Priest Hill and its attached outbuildings is a house dating from around 1800, with alterations made in the mid-19th century. It is built from coursed, squared magnesian limestone and features a Westmorland slate roof. The building has two storeys and a main range that consists of two sections with four bays each, along with attached outbuildings on the right side of the northern entrance front.

The entrance front includes a trellised porch that surrounds a margin-glazed door set within a pedimented wooden doorcase. To the right, there is a 20th-century casement window with glazing bars, positioned beneath a round-headed sash window that has Gothick glazing bars. On the first floor to the left, there is a blind oculus. The roof is hipped and features a central brick eaves stack set on a stone plinth.

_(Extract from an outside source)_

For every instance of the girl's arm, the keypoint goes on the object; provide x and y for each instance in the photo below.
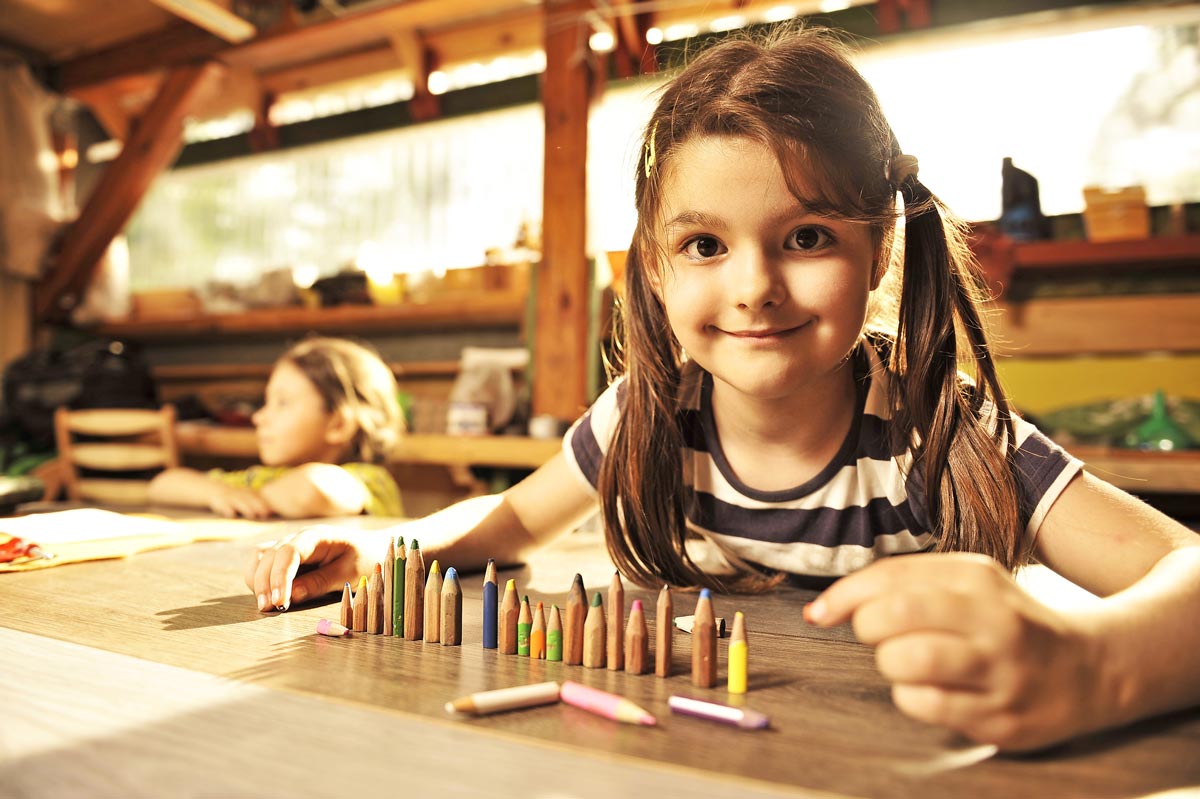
(192, 488)
(505, 527)
(966, 648)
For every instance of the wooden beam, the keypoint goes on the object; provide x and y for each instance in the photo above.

At the opposite end of the house, there is a mid-19th century one-storey bay-window projection, with a lean-to conservatory on the right and a round-headed sash window above, similar to the others. A central stone eaves stack is also present. The left side of the house, which faces the garden, has projecting stone sills beneath the sash windows, all of which are topped with flat arches and a dentilled wooden cornice.

The kitchen is located in a side wing to the right of the entrance front, connecting to a range of two-storey outbuildings that extend northwards. The western facade of these outbuildings features two round-headed windows with Gothick glazing bars and two older horizontally-sliding sash windows with glazing bars. The roof is made of Welsh slate and sheet asbestos.

Inside the house, there are six-panel doors, a contemporary staircase with square baluster rods and a wreathed handrail, and a later 19th-century landing balustrade. The attached range known as the South Wing is not considered of special interest. In the early 19th century, the property was occupied by the Rhodes family, who were brewers in Wetherby.